Uma das mesas mais esperadas na programação da 5.ª Festa Literária Internacional de Parati (Flip) fez jus à expectativa em torno de si. Na manhã desta sexta-feira (06/06), os biógrafos Ruy Castro, Fernando Morais e Paulo César de Araújo conversaram por vezes acaloradamente sobre o episódio recente envolvendo a retirada de circulação da biografia "Roberto Carlos em Detalhes".
O cantor entrou com um processo na justiça alegando invasão de privacidade porque não pode processar Araújo por calúnia. "Todas as informações incluídas em cada uma das 500 páginas do livro são embasadas em documentos. Não há nenhuma informação errada", disse o autor que passou 15 anos reunindo dados e fazendo mais de 200 entrevistas.
Depois da vitória do cantor na justiça, a editora Planeta fez um acordo assumindo o compromisso de retirar a obra de circulação e entregar o estoque de 11 mil exemplares que estava em seu poder. "Se o Roberto seqüestrou 15 mil exemplares (na verdade, o número é menor), poderia pegar um para ler", brincou Castro, debaixo dos aplausos do público, fazendo referência ao fato de o artista ter se orientado pelos trechos que pessoas próximas leram para ele.
Assim como Araújo, Morais e Castro também já sofreram processos legais. O primeiro foi alvo do político Ronaldo Caiado, citado em "Na Toca dos Leões", enquanto o segundo entrou numa disputa com a família de Garrincha, pela biografia do jogador de futebol, que durou 11 anos. Acaso ou não, Castro já foi processado também por Roberto Carlos em 1983, por conta de um perfil escrito para a revista "Status". O jornalista foi condenado, mas não terminou preso porque era réu primário.
"Antes, nós vivíamos a censura fardada, agora, estamos na era da censura togada", disparou Morais, em referência aos juízes que ignoram direitos como o de acesso à informação e o da livre expressão. E continuou: "Hoje faz 30 anos que acabou a censura da ditadura no Brasil, mas absurdos continuam acontecendo em cidades fora do eixo Rio São Paulo, onde juízes mandam fechar redações e tiram jornais de circulação".

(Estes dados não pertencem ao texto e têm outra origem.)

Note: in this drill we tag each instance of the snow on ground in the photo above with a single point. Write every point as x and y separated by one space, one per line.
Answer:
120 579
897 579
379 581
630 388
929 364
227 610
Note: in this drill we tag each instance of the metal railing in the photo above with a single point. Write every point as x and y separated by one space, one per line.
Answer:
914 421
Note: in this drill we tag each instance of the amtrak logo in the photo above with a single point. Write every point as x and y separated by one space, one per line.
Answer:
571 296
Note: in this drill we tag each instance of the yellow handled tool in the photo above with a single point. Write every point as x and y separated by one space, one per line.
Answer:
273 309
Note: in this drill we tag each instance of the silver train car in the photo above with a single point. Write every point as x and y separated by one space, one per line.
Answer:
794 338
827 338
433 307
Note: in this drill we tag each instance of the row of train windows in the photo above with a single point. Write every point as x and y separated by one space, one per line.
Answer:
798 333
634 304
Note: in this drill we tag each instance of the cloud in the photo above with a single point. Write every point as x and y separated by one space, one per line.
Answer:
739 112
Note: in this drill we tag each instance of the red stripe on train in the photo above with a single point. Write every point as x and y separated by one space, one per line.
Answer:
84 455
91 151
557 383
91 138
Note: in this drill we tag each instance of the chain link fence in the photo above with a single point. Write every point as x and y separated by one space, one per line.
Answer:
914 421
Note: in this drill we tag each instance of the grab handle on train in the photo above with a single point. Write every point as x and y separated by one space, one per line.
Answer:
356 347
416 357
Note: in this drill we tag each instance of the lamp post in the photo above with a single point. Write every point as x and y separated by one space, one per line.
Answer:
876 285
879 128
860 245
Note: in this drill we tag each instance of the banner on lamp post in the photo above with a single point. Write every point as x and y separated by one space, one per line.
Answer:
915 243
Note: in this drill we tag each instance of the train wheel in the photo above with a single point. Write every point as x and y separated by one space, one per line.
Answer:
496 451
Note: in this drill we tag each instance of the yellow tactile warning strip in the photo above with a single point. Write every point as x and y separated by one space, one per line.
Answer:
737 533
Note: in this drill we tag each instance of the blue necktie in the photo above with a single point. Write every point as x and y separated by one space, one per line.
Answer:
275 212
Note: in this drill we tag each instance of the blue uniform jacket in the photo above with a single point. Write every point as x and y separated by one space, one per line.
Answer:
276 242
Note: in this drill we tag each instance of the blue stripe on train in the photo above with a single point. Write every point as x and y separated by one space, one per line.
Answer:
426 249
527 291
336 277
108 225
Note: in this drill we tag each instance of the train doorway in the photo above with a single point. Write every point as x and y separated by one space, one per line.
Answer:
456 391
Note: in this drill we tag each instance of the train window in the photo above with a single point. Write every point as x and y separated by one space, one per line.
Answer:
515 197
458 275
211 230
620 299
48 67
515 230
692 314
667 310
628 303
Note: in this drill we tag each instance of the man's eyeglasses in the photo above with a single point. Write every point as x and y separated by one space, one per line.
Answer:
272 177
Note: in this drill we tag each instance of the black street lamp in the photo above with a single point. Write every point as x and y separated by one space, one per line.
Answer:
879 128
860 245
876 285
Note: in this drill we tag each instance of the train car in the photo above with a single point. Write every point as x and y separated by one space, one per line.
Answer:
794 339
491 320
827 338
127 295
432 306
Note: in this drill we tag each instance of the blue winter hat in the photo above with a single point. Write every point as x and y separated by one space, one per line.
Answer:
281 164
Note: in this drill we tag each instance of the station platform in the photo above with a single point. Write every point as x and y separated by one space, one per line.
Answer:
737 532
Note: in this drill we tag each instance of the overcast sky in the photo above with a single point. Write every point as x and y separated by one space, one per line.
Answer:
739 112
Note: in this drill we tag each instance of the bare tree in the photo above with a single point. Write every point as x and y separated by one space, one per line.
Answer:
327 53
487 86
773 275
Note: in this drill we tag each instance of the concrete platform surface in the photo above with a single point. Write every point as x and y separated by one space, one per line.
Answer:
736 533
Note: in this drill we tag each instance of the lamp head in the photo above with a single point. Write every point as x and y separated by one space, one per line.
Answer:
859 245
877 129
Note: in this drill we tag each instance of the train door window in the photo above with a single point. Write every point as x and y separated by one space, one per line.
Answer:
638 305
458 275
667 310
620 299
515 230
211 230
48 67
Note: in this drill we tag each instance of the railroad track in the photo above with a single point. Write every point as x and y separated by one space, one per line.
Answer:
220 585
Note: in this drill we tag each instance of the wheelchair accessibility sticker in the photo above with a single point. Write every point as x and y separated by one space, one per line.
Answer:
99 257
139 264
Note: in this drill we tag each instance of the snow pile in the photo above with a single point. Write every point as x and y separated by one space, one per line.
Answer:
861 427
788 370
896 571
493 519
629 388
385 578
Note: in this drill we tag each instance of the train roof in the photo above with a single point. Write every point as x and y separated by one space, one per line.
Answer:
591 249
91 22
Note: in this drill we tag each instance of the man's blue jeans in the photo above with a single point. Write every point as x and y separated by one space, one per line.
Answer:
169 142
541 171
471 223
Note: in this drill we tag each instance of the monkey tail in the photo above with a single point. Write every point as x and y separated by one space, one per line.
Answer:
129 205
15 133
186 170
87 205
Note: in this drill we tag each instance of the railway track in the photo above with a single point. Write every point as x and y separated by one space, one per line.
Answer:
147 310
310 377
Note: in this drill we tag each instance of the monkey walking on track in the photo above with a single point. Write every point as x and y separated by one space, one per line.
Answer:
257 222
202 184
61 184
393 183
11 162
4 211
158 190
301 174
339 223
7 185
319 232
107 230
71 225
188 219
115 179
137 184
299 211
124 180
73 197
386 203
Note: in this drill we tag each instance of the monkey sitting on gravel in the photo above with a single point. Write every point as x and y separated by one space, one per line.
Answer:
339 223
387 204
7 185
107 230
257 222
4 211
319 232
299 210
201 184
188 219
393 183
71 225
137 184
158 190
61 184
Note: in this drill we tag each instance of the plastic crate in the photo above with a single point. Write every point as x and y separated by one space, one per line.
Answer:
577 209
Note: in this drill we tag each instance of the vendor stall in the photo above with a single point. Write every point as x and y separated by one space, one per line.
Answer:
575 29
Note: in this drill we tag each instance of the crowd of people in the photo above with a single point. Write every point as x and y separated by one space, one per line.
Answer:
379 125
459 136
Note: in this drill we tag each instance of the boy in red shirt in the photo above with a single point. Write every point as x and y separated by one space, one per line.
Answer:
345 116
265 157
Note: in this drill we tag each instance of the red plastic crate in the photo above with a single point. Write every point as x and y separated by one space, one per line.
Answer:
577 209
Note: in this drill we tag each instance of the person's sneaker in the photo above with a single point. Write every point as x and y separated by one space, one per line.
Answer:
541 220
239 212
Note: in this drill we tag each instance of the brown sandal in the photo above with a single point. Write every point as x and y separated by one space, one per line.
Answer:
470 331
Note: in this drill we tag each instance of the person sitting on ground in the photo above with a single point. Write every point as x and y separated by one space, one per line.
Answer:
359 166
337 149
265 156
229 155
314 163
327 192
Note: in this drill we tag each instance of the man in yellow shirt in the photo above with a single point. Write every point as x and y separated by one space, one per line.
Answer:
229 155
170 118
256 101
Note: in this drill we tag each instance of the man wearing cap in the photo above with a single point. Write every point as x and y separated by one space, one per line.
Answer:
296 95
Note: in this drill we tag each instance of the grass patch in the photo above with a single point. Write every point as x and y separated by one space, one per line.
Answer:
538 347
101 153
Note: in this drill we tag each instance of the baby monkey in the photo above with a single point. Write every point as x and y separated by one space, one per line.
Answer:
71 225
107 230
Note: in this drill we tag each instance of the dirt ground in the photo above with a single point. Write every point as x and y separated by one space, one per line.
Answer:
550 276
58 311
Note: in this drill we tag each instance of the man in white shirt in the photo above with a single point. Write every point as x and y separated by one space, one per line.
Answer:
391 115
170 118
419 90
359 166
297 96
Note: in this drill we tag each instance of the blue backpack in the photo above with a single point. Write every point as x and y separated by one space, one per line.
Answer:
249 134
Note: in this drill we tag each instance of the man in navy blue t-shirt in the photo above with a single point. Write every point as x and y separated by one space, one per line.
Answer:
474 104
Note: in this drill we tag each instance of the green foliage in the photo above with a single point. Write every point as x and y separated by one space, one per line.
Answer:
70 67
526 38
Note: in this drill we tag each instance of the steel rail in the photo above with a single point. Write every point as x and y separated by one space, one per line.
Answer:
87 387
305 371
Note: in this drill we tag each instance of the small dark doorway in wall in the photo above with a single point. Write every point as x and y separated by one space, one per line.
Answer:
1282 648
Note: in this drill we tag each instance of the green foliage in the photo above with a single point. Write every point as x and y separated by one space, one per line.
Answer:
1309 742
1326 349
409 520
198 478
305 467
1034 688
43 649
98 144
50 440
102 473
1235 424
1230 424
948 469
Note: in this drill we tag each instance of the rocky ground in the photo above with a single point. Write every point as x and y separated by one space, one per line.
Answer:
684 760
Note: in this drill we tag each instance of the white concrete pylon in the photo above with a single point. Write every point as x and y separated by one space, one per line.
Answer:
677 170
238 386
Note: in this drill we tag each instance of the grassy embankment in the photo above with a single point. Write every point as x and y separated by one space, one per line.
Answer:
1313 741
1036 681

Enfático, Morais ironizou os juízes "que um dia proíbem um livro e, no outro, vão para a cadeia por receber propinas". Tome aplausos da platéia.
Autor de outras duas biografias, dedicadas a Carmen Miranda e a Nelson Rodrigues, Castro criticou a postura da editora Planeta, facilmente acuada pelo juiz. "Você foi abandonado por sua editora", disse para Araújo e ambos concordaram que a empresa ser estrangeira (veio da Espanha) e o diretor idem (Cesar Gonzalez, da Argentina) deixou Roberto Carlos em vantagem desde o início. Com medo das barbaridades da justiça brasileira, aceitaram um acordo para evitar o risco de fechamento.
Araújo lembrou que a sessão em que saiu a sentença teve características surreais. Antes mesmo de começar os trabalhos, o juiz Técio Pires teria ameaçado fechar a editora, dizendo que a ordem de fechamento já estava até assinada, caso Gonzalez não se apresentasse.
O exemplo que Castro citou para lamentar a postura da Planeta foi o seu próprio, reconhecendo o esforço da Companhia das Letras, que o defendeu durante todo o tempo no caso que envolvia a família de Garrincha.
Araújo passou por três juízes: Maurício Chaves, Pedro Freire e Técio Pires. Este responsável pelo que o biógrafo chamou de "surreal" no dia em que viu seu livro ser massacrado.
"Ele é cantor e compositor, seu nome artístico é Té Lopes e, a certa altura, depois do fim da sessão, ele tirou CDs da mala e começou a distribuir para todo mundo, dizendo 'Roberto, eu quero que você conheça o meu trabalho'", lembrou Araújo, levando o público às gargalhadas. Depois, segundo Araújo, juiz e promotor tiraram fotos com o cantor e compositor.
"Só tem um jeito: mobilizar a sociedade e espernear, espernear. Vá para o tribunal de Haia se for preciso", clamou Morais, citando o órgão de justiça da Organização das Nações Unidas. A boa notícia é que Araújo contratou uma advogada, Débora Steinberg, e vai recorrer. Ele prometeu lutar até o fim da vida para ver a biografia de Roberto Carlos circulando outra vez. "É um caso de liberdade de expressão no Brasil, não é mais sobre o meu livro."